As such, the nations of Edane quickly resurfaced, let by 'enlightened' leaders, rather than the ignorant sinners of the past, caught in greed and avarice. Now, any new building projects were not seen as vanity projects to celebrate an individual, but designed as thoughtful, useful facilities to benefit all within each realm.
The travelling mercenaries of the era of the Bleed became an increasingly important part of this new society. Whereas previously they had been seen as wandering guns for hire, designed to protect the local people, increasingly they were hired by the wealthy to act as bodyguards and enforcers - collecting taxes and quelling rebellion on their land.

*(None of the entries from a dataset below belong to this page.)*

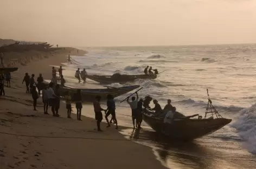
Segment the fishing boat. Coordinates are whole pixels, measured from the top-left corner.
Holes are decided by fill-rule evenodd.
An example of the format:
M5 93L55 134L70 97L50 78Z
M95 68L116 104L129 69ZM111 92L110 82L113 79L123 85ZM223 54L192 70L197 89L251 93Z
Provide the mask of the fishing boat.
M17 71L18 68L0 68L0 74Z
M231 119L223 118L218 113L209 98L204 118L195 114L186 116L176 112L170 123L164 123L163 118L156 117L149 109L143 111L143 120L156 132L170 139L191 141L220 129L230 123ZM197 119L190 119L198 116Z
M46 84L49 84L50 80L46 80L44 82ZM137 89L139 87L139 85L129 86L122 87L106 87L105 88L85 88L82 87L75 87L74 86L69 87L65 84L65 87L60 88L60 93L61 96L64 96L65 93L69 92L71 95L76 92L77 89L81 89L82 98L83 101L93 101L97 95L101 96L102 100L106 100L108 94L112 94L114 98L118 97L123 94Z
M125 83L127 82L132 82L138 79L155 79L157 77L157 75L121 75L118 73L114 74L111 76L99 76L96 75L87 75L86 78L98 82L100 83L111 84L114 83Z

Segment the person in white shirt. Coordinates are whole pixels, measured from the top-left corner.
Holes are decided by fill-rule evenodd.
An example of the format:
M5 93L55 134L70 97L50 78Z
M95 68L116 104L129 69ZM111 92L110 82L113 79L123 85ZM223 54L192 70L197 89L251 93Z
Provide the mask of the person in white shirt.
M136 92L137 99L135 99L135 97L132 98L132 101L129 101L129 97L127 98L127 102L130 105L130 107L132 109L132 123L133 124L133 128L135 128L135 119L136 119L137 113L137 105L138 105L138 100L139 99L139 96L138 93Z
M50 82L49 84L49 88L47 89L47 97L49 101L49 106L52 107L52 112L53 112L53 115L56 116L55 114L55 105L56 103L56 98L59 98L56 96L54 93L54 90L53 89L53 83Z
M48 98L48 93L47 93L47 88L46 87L46 85L44 84L43 86L43 89L42 90L42 99L43 100L43 110L45 114L49 114L48 113L48 107L49 106L49 100Z
M164 119L164 123L171 123L174 119L174 114L176 112L176 107L173 107L172 110L168 110Z
M51 82L53 83L53 86L55 86L56 84L57 83L58 79L57 78L57 76L56 75L53 75L53 77L52 78Z

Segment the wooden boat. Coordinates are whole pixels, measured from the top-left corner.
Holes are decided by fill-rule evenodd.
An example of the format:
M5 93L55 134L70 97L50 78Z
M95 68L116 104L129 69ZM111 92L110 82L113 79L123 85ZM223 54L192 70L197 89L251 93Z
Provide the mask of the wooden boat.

In Cytania, ever a city that prioritised trade and the arts, these mercenaries became the strongarms of the merchant guilds, enforcing taxes on goods and services and defending the interests of their employers. A string of very astute first ladies, the ruling leaders of the city states of the Fortunari, led to the beginnings of a very close relationship between the merchant families and government. A complex system of favours and patronage developed that meant the constant competition between the merchants was tempered and managed by the whims of the first lady. Beneath the veneer of polite society, the competition was vicious as each rival merchant sought to permanently outdo the competition. Rivalry across the southern city states led to an ever increasing desire to exploit new markets.
In the east, the Zhdanese became fascinated with the knowledge from the old world, but were in an envious position of sitting across two worlds. Combining the knowledge of the eastern Ansharan world with the explosion of rediscovered knowledge in Edane, they developed a 'House of Wisdom' that sought to unify all aspects of this knowledge - merging the new, scientific ideas with the metaphysical.
This began to drive a wedge between the more progressive Zhdanese mainland and the area north of the Backborn, controlled by the Order of the Crimson Blade. They sought to protect the traditions and the religious practices of the Hizbrann, and resisted all attempts to merge the Edane cultures with the Zhdanese. Controlling the major trade routes through the Golden Pass, their increasingly beligerant approach to trade and the exchange of culture was one of the major motivators in the nations of Edane finding alternative routes to the lucrative trade with the east.
What became apparrent across the continent was that the avarice of the wealthy and the desire to maintain their positions of power had not disappeared due to The Bleed. Local yeomen, who had been able to maintain their land and inheritence became increasingly important in local communities, driving a wedge between them and their less wealthy fellow villagers.
An increase in rural poverty was driving an increasing number into towns and cities, leading to a fear of further outbreak of disease. This movement was driven by a stagnating economic climate. The declining trade outside of the continent led to inflation across Edane, forcing many of those previously above the subsistence line to be forced into poverty and moving around the country looking for work.